Pagina:Heemskerck op Nova Zembla.djvu/34

Uit Wikisource
Deze pagina is gevalideerd
EEN LUI LEVENTJE
29
 

„Te stijf, veel te stijf!" ging de meester onderwijzend voort. „De hand moet veel losser zijn!"

„Wacht," zei de schalk en haalde onder zijn buis een blauwe slaapmuts vandaan, die hij zwierig op het hoofd zette, „nu zal het wel beter gaan. Nu voel ik me ook veel meer barbier, moet u denken. Kijk meester, vindt u ook niet dat ik, met dat ding op mijn hoofd, op en top een baardkrabber ben?"

„Baardkrabber? báárdkrabber?" riep de meester verontwaardigd uit. „Maar wat zie ik, aap van een jongen, dat is mijn slaapmuts. Wil je die wel eens drommels gauw hier geven?"

„Och meester..."

„Geef hier! zeg ik je," barstte de meester woedend uit.

„Nu, nu, meester, maak je niet zoo dik! Dun is de mode... Maar het zou toch zonde en jammer wezen, als niet de maats mij ook eens zoo kwamen te zien!" en meteen snelde hij naar boven.
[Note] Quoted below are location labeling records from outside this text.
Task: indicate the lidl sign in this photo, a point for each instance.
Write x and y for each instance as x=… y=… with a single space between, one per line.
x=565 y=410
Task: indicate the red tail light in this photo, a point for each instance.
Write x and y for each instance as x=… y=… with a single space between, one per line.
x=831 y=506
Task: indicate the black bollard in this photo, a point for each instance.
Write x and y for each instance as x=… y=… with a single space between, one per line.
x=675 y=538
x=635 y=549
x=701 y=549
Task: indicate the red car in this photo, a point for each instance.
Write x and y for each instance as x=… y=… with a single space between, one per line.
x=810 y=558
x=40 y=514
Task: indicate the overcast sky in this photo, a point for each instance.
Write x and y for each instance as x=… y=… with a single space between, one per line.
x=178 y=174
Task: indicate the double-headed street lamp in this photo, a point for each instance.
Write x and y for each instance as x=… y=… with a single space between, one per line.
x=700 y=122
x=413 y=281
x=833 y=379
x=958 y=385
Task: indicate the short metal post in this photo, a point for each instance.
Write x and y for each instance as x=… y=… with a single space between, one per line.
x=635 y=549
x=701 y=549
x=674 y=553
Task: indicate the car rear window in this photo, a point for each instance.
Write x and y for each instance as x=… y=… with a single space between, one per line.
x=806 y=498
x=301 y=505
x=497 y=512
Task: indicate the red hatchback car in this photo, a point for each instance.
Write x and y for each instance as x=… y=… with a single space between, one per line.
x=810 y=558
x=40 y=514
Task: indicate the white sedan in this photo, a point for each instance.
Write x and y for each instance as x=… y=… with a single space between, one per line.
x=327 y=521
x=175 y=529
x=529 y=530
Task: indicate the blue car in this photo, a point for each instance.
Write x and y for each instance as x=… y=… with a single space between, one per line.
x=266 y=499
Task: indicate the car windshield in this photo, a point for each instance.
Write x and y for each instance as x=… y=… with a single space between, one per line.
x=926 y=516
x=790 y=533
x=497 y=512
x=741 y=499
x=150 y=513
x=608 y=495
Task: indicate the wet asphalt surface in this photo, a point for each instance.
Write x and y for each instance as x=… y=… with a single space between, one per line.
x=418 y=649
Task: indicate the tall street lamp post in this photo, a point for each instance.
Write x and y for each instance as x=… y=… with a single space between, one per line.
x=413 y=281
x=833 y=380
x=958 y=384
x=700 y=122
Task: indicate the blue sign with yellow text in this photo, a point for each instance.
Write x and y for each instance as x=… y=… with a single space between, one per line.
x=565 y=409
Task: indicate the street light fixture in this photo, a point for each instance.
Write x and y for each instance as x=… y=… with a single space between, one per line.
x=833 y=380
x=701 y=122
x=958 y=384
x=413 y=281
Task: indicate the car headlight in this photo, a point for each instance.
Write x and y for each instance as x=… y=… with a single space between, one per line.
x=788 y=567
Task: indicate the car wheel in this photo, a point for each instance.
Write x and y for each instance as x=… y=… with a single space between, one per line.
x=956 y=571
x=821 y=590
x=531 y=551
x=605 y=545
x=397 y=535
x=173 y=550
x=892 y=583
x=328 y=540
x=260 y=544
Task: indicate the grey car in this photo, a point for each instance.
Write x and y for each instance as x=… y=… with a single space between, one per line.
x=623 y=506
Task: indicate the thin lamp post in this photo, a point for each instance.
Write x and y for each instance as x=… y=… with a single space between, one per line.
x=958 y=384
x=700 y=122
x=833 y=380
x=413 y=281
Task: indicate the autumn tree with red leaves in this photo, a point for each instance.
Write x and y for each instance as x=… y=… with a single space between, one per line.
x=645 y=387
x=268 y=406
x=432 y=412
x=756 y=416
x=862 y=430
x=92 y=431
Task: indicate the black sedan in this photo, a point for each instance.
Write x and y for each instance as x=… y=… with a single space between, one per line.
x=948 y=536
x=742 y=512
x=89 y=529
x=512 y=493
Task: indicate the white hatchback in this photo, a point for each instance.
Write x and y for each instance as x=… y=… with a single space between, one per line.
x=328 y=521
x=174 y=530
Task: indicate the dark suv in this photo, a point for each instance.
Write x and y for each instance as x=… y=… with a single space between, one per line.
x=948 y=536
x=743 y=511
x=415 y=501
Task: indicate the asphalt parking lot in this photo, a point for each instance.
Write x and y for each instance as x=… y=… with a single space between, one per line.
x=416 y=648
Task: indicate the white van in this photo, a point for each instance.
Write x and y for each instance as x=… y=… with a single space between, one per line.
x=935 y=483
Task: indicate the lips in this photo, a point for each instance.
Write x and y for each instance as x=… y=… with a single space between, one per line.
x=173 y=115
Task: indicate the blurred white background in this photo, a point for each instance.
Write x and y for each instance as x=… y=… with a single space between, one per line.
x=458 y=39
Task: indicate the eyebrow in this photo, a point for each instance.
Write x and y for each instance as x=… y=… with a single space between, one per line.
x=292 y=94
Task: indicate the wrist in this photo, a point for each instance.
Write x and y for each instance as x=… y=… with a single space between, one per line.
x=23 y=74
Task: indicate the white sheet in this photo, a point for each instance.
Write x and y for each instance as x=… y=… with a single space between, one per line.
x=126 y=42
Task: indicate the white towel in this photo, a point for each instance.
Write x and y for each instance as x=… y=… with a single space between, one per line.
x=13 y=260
„Geef hier! lage deugniet!" bulderde de meester en in zijn woede, vergetend dat hij ingezeept was, vloog hij den schelm achterna, die dit juist zoo bedoeld had. Maar nauwelijks aan dek gekomen, werd hij door de geheele bemanning met een schaterend gelach ontvangen.

„Een neger, een neger!" spotte Sterrenburgh, die schudde van pret.

„Och mannen help, help!" riep Jacob, met gemaakten angst achter een groepje matrozen wegschuilend. „Zie toch ereis, wat een leelijk zwart spook daar op mij loskomt!"

„Mijn muts, mijn muts, satanskind, of ik zàl je!" brulde de meester, buiten zichzelf van kwaadheid.

„Maar meester Hans, wat wil je toch beginnen?" vroeg Lenaert Hendriksz, bijgenaamd „de kromme", terwijl hij proestte van 't lachen. „Ga je nu als schoorsteenveger uit?"